Hacker News new | ask | show | jobs
by pletnes 3058 days ago
That’s easy with python, too, in a lot of number crunching cases. Numpy with MKL will use all your cores, as will e.g dask and other libraries built on numpy. Farming out embarassingly parallel work to threads or processes is also easy.
2 comments

If I can fit the code into numpy-like structure, then Python is typically fine.

The issue is when I cannot.

Then move the function to a pyx file and build it with Cython. Problem solved.
Also look into numba as a jit decorator for python functions.
Have you given dask a try? It gives you out-of-core arrays with numpy semantics and distributed computing.
Dask doesn't solve that problem since it's a wrapper around pandas functions.

If you can't make the core pandas code decently fast, dask won't save you.

dask.dataframe might not help but dask.distributed could in that case.

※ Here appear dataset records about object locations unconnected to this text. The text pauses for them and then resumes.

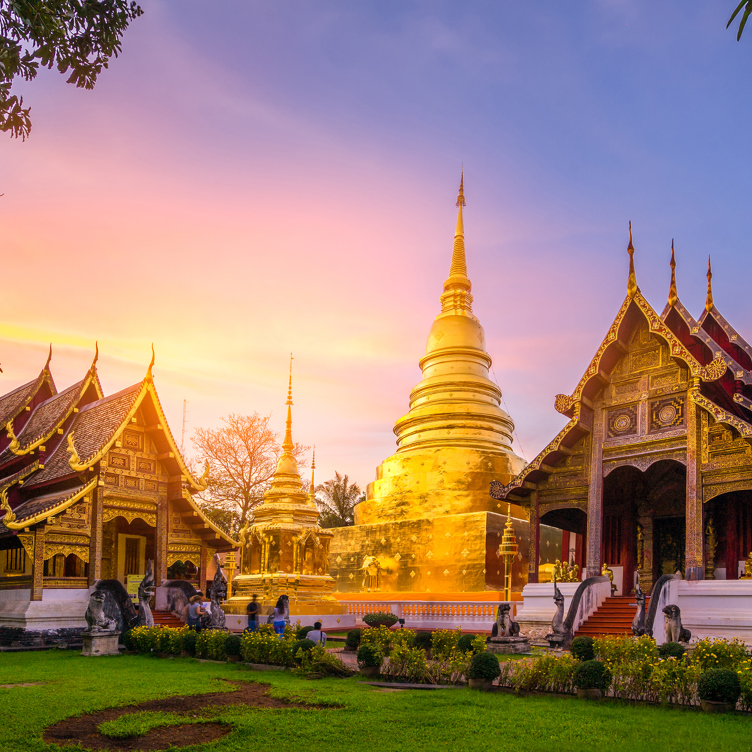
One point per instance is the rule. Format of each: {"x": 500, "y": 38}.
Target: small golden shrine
{"x": 283, "y": 551}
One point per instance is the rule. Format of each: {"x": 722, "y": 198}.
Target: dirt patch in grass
{"x": 84, "y": 730}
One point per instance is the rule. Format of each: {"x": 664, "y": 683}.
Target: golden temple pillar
{"x": 37, "y": 572}
{"x": 95, "y": 540}
{"x": 694, "y": 567}
{"x": 595, "y": 499}
{"x": 534, "y": 542}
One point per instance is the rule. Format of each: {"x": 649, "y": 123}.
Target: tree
{"x": 241, "y": 457}
{"x": 747, "y": 5}
{"x": 78, "y": 36}
{"x": 337, "y": 499}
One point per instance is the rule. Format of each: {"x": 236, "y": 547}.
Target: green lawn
{"x": 368, "y": 719}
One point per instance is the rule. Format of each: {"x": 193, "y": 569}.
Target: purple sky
{"x": 251, "y": 178}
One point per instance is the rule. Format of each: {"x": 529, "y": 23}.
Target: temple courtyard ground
{"x": 61, "y": 696}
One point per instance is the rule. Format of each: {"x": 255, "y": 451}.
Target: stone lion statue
{"x": 371, "y": 573}
{"x": 675, "y": 632}
{"x": 505, "y": 625}
{"x": 95, "y": 616}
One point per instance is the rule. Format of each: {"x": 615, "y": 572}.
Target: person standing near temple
{"x": 253, "y": 610}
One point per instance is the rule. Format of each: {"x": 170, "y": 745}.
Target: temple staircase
{"x": 166, "y": 619}
{"x": 614, "y": 616}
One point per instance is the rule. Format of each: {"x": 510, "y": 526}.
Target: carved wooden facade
{"x": 92, "y": 486}
{"x": 655, "y": 463}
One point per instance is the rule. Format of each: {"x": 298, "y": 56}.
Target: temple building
{"x": 428, "y": 523}
{"x": 283, "y": 551}
{"x": 654, "y": 467}
{"x": 91, "y": 487}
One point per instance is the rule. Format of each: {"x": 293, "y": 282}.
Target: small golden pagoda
{"x": 428, "y": 517}
{"x": 283, "y": 551}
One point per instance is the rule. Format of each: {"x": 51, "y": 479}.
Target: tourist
{"x": 278, "y": 618}
{"x": 316, "y": 635}
{"x": 195, "y": 612}
{"x": 253, "y": 609}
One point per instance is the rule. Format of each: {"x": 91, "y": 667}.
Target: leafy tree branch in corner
{"x": 78, "y": 37}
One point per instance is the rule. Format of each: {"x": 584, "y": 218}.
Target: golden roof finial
{"x": 149, "y": 374}
{"x": 456, "y": 296}
{"x": 632, "y": 282}
{"x": 287, "y": 444}
{"x": 672, "y": 296}
{"x": 709, "y": 298}
{"x": 311, "y": 490}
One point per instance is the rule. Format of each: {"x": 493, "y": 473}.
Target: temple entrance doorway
{"x": 644, "y": 523}
{"x": 573, "y": 525}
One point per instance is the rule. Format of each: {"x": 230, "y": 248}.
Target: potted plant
{"x": 583, "y": 648}
{"x": 484, "y": 668}
{"x": 370, "y": 658}
{"x": 718, "y": 689}
{"x": 233, "y": 645}
{"x": 592, "y": 679}
{"x": 352, "y": 642}
{"x": 380, "y": 618}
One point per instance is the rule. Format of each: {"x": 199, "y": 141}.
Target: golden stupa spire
{"x": 456, "y": 295}
{"x": 709, "y": 298}
{"x": 287, "y": 444}
{"x": 672, "y": 296}
{"x": 311, "y": 490}
{"x": 632, "y": 281}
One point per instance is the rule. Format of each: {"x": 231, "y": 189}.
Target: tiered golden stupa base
{"x": 439, "y": 555}
{"x": 310, "y": 597}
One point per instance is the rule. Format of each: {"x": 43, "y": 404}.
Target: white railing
{"x": 475, "y": 615}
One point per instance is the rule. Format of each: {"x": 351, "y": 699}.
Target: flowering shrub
{"x": 318, "y": 663}
{"x": 592, "y": 675}
{"x": 612, "y": 649}
{"x": 444, "y": 642}
{"x": 403, "y": 638}
{"x": 379, "y": 636}
{"x": 380, "y": 617}
{"x": 744, "y": 672}
{"x": 673, "y": 680}
{"x": 264, "y": 646}
{"x": 546, "y": 673}
{"x": 406, "y": 664}
{"x": 720, "y": 653}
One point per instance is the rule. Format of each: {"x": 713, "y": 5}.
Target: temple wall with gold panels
{"x": 654, "y": 468}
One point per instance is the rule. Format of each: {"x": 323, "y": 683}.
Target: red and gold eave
{"x": 718, "y": 359}
{"x": 63, "y": 459}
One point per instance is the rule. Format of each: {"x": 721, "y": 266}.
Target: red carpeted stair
{"x": 166, "y": 619}
{"x": 613, "y": 616}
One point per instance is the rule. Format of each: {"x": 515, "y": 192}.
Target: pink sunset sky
{"x": 250, "y": 179}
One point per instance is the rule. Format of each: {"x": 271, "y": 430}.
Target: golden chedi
{"x": 428, "y": 517}
{"x": 283, "y": 551}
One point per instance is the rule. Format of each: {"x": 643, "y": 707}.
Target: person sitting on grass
{"x": 316, "y": 635}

I've had success using it on non vanilla stuff (i.e. code that could not get converted to play natively with numpy/pandas structures)

As a bonus, the nice profiling tools (built within dask) have also helped me improve the performance of the code.

See https://distributed.readthedocs.io/en/latest/

There’s dask.array which works on numpy arrays instead of dataframes. Otherwise, your argument holds.
Or use languages where you don't have to these extreme workarounds for what should happen by default.